Estou preocupado, porque a nossa história é cheia de episódios e situações que se repetem mas que deles não se tem, pelos vistos, extraído quaisquer lições. De facto, passadas que são já algumas centenas de anos, quando os soberanos do Congo e do NDongo se deixaram baptizar; quando terceiros fomentaram discórdias entre eles, visando a sua divisão e consequente fragilização; quando os seus povos eram empobrecidos, explorados e escravizados, não se deram conta, na altura, ou deram-se conta quando já era tarde de mais, que tudo o que de facto haviam feito tinha sido abrir um caminho para o abismo da destruição, cujas consequências ainda estão tão presentes nas nossas vidas, dos que descendem desses soberanos. Enfim….


No entanto, quero falar de outras coisas mais importantes. Talvez mais importantes mesmo, ou talvez apenas diferentes, porque estas também afinal são importantes. Mas o que eu quero falar mesmo, é sobre a “alta finança”, onde Angola precisa estar para poder desenvolver-se. Deixem-me, antes de tudo, contextualizar o que quero dizer mais adiante.

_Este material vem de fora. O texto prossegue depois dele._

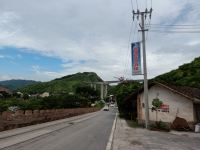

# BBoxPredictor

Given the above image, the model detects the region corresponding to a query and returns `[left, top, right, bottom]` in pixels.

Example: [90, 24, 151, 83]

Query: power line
[146, 26, 200, 29]
[123, 20, 134, 77]
[149, 30, 200, 33]
[148, 24, 200, 27]
[146, 0, 148, 9]
[135, 0, 139, 9]
[130, 0, 134, 10]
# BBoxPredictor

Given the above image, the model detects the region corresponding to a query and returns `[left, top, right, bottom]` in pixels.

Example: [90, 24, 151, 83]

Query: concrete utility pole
[104, 84, 108, 98]
[133, 9, 153, 129]
[100, 83, 104, 100]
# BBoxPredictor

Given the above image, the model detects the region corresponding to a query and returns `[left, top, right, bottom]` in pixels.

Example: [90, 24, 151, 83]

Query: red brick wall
[0, 107, 100, 131]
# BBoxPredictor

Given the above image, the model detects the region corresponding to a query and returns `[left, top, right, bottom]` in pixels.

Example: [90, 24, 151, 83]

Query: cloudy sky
[0, 0, 199, 81]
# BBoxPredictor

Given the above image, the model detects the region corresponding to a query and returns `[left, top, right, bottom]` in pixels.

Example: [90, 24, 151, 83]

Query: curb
[106, 113, 117, 150]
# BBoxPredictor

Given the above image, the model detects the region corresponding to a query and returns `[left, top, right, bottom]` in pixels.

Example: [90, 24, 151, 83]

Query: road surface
[0, 107, 117, 150]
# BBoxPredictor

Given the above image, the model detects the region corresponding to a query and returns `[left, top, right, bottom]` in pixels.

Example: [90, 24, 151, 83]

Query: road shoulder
[112, 116, 200, 150]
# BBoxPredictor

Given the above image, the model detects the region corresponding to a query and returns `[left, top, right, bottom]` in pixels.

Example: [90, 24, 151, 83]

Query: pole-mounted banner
[131, 42, 142, 75]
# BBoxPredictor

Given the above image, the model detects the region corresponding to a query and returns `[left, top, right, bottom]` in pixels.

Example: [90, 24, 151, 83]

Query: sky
[0, 0, 199, 81]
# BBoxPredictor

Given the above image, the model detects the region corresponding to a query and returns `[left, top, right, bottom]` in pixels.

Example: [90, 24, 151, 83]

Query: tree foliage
[110, 82, 141, 119]
[0, 94, 90, 112]
[155, 57, 200, 88]
[75, 86, 99, 103]
[152, 98, 163, 123]
[152, 98, 163, 109]
[20, 72, 102, 95]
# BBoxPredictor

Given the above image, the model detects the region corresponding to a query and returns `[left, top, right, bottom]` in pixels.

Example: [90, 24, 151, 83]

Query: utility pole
[133, 8, 152, 128]
[100, 83, 104, 100]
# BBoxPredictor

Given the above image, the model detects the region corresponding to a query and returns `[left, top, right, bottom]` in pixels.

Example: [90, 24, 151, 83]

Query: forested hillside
[0, 80, 39, 91]
[155, 57, 200, 88]
[20, 72, 103, 94]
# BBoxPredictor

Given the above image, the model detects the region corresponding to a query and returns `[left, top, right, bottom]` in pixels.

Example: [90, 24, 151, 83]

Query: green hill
[0, 80, 39, 91]
[20, 72, 103, 94]
[155, 57, 200, 88]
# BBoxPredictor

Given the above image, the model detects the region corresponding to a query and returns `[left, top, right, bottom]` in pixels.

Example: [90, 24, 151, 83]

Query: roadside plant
[152, 98, 163, 123]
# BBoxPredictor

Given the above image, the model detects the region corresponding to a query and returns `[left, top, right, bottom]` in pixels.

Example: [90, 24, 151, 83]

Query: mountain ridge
[19, 72, 103, 94]
[0, 79, 40, 91]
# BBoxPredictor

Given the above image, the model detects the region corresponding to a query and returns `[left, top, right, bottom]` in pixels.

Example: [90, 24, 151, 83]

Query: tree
[75, 86, 99, 103]
[152, 98, 163, 123]
[23, 93, 29, 100]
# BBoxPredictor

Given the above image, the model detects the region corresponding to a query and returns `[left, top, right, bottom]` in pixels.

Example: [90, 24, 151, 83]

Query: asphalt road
[1, 107, 117, 150]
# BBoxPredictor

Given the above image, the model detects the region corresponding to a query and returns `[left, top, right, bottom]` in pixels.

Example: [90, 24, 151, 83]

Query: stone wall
[0, 107, 100, 131]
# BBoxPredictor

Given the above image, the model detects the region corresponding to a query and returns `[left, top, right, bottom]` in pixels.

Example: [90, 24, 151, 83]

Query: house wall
[138, 85, 194, 124]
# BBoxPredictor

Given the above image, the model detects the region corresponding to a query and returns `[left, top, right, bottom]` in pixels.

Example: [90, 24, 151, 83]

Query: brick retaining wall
[0, 107, 100, 131]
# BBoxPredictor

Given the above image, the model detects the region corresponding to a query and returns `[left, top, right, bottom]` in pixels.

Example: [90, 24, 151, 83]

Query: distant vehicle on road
[103, 106, 109, 111]
[110, 103, 115, 107]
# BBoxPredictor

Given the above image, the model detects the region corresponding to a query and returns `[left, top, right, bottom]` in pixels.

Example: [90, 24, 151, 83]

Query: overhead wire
[146, 26, 200, 29]
[130, 0, 134, 10]
[123, 0, 135, 78]
[135, 0, 139, 10]
[149, 24, 200, 27]
[145, 0, 153, 44]
[149, 30, 200, 33]
[128, 21, 138, 79]
[147, 23, 200, 34]
[123, 20, 134, 77]
[124, 0, 141, 79]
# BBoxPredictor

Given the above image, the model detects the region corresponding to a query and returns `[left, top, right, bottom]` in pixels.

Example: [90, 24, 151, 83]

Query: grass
[126, 120, 140, 128]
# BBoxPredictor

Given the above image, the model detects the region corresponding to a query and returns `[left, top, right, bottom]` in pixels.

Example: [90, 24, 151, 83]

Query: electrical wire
[130, 0, 134, 10]
[146, 0, 148, 9]
[135, 0, 139, 10]
[123, 20, 134, 77]
[149, 30, 200, 33]
[146, 26, 200, 29]
[148, 24, 200, 27]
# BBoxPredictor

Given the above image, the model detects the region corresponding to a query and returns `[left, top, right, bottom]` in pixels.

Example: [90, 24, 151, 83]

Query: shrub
[149, 121, 170, 132]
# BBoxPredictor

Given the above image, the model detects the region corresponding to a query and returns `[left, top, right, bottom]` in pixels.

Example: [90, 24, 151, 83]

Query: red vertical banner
[131, 42, 142, 75]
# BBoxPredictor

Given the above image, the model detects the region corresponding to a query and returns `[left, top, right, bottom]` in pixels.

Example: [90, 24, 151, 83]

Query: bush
[149, 121, 170, 132]
[95, 100, 105, 108]
[0, 94, 91, 112]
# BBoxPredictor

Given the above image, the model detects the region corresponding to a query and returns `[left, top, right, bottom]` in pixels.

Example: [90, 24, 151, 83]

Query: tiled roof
[125, 81, 200, 101]
[156, 82, 200, 100]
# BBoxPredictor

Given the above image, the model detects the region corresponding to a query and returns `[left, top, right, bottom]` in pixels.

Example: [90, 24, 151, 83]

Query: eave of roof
[125, 81, 200, 102]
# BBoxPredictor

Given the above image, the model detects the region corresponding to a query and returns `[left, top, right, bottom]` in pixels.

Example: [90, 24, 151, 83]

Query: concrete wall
[0, 107, 100, 131]
[138, 85, 194, 124]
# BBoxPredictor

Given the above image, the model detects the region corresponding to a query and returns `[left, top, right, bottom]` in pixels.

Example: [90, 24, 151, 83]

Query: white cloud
[187, 41, 200, 46]
[0, 55, 5, 58]
[0, 0, 199, 81]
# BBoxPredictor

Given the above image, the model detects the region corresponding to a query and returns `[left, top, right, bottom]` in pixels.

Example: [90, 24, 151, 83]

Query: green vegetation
[20, 72, 102, 94]
[0, 72, 103, 112]
[149, 121, 170, 132]
[110, 82, 141, 119]
[0, 94, 91, 112]
[75, 85, 99, 103]
[155, 57, 200, 88]
[95, 100, 105, 109]
[126, 120, 139, 128]
[0, 80, 39, 91]
[152, 98, 163, 123]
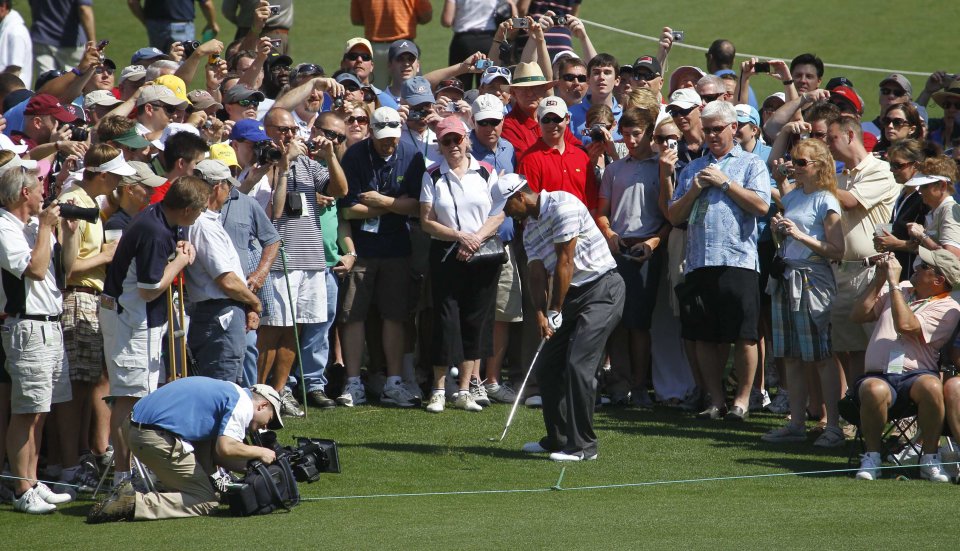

Isto é o que eu penso, em função daquilo que sei: Americanos, Russos, Chineses e europeus, são especialistas em reverter a seu favor todas as circunstâncias que enfrentam, sejam elas boas ou más. E se não houver nenhuma circunstância para aproveitar, eles criam-na. Eles são assim. Quando não compreendem algo, estudam, investigam, até descobrir formas de reverter isso a seu favor. Porém nós, angolanos, somos bons a transformar circunstâncias boas em más e as más, ou então duvidosas, em situações ainda piores, sempre em nosso desfavor.
E, quando não entendemos algo, então, ao contrário dos outros, difamamos o que não entendemos, agindo como criaturas irracionais guiadas pelo instinto, e destruindo tudo à sua volta. Somos mesmo diferentes dos outros, especialmente os que referimos acima, ou seja, os americanos, os russos, os chineses e os europeus. Por isso são como são. Não é por serem brancos. O americano, no entanto, embora sendo mais novo que os outros, como país, é o mais forte deles todos. Nas circunstâncias que encontra ou produz no seu percurso, quase sempre é o que ganha mais. Vamos ver: na primeira guerra mundial, foram eles que emprestaram dinheiro aos europeus (aprisionando-os no mecanismo da dívida externa).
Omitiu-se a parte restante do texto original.